In a 5-to-4 decision, the Court last month struck down a Georgia redistricting plan designed to help black Congressional candidates get elected.
In Miller v. Johnson (Case No. 94-631), the Justices scrutinized the state's 11th Congressional District, which extends more than 260 miles and takes in predominantly black neighborhoods of Atlanta and Savannah. The state legislature had approved a new district map to satisfy the U.S. Justice Department, which had rejected two previous versions for failing to maximize black voting strength. Five white voters challenged the plan.
Writing for the majority, Associate Justice Anthony M. Kennedy said such race-based redistricting is unconstitutional if it does not address a specific, proven harm or serve a compelling government interest.
The Court had made that point in an earlier case. But its opinion in Miller also held that the Justice Department ~had overstepped its bounds in interpreting the Voting Rights Act of 1965 to require legislative maps that maximize the number of districts that have black voter majorities.

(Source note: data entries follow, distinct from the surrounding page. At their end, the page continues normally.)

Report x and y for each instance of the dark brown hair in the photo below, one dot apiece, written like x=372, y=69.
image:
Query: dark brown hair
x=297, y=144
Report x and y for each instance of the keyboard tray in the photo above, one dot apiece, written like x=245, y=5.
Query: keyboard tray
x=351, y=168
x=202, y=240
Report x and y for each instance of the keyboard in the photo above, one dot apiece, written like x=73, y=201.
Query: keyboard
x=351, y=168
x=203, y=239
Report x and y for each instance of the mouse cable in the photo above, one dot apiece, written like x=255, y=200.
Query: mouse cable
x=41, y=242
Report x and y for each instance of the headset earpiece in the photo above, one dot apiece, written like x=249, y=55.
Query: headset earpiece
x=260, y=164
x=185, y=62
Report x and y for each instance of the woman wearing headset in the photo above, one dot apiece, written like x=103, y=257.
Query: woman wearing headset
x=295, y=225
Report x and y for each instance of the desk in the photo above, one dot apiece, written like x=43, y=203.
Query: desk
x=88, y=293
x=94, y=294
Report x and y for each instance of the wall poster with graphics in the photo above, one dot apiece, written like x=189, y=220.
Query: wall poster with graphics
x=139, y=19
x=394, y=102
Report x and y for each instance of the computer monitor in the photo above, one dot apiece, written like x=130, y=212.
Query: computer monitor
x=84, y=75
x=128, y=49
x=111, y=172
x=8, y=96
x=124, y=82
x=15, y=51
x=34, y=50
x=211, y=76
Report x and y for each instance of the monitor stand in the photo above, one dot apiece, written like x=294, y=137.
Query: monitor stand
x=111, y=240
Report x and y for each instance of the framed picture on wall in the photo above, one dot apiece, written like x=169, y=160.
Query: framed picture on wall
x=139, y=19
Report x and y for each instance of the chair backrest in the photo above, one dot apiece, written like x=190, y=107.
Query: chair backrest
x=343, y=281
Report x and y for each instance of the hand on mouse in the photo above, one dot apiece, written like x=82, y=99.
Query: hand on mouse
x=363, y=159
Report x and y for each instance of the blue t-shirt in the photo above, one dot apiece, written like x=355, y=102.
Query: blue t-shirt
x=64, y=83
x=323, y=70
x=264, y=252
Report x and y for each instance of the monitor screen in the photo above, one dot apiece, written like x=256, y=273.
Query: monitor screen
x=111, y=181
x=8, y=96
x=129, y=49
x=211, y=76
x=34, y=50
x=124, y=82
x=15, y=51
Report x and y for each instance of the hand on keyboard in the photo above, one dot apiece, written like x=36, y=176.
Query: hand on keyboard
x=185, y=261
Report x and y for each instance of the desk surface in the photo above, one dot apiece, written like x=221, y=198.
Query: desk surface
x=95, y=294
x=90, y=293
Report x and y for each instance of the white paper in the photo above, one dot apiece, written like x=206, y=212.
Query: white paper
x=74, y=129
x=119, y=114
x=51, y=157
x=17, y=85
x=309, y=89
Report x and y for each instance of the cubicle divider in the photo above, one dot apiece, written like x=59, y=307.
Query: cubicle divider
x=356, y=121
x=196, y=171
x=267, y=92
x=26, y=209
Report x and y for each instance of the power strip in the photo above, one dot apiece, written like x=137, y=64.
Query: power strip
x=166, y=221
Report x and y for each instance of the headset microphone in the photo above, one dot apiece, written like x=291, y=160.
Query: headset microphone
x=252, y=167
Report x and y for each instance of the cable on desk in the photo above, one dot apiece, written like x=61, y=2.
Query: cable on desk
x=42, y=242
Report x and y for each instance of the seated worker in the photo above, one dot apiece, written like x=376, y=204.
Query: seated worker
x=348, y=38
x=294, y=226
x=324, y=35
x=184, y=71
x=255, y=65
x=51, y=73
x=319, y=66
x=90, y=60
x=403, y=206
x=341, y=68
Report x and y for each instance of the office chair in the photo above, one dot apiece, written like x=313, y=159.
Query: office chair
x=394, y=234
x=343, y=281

That approach, Justice Kennedy wrote, violates the constitutional requirement that the government treat people as individuals. "It takes a shortsighted and unauthorized view of the Voting Rights Act to invoke that statute, which has played a decisive role in redressing some of our worst forms of discrimination, to demand the very racial stereotyping that the 14th Amendment forbids," he said.
School Boards Vulnerable?
Legal experts--and the Justices themselves--were divided about the decision's likely impact.
In a concurring opinion, Associate Justice Sandra Day O'Connor wrote that applying the Court's new standards ~"does not throw into doubt the vast majority of the nation's 435 Congressional districts," which, she said, presumably were configured based on a variety of considerations.
But a dissenting opinion, written by Associate Justice Ruth Bader Ginsburg, said the majority decision means "a federal case can be mounted whenever plaintiffs plausibly allege that other factors carried less weight than race" in the drawing of a legislative map.
"We thought it was a splendid decision that will begin to move us past the racial divide in politics," said Clint Bolick, the litigation director of the Institute for Justice, a Washington-based, libertarian legal-advocacy group.
Meanwhile, groups such as the NAACP Legal Defense and Educational Fund, the Congressional Black Caucus, and the American Civil Liberties Union said that the ruling weakens the Voting Rights Act and opens the door to efforts to purge minorities from power.
August W. Steinhilber, the general counsel for the National School Boards Association, said that most maps drawn for school board elections have been noncontroversial and that the relatively small size of such districts has generally discouraged such gerrymandering.
But Pamela S. Karlan, a law professor at the University of Virginia and a former voting-rights lawyer for the NAACP Legal Defense Fund, estimated that more than a thousand school districts have sought to increase minority representation in drawing boundaries for school board races, and she predicted that those plans eventually will come under fire.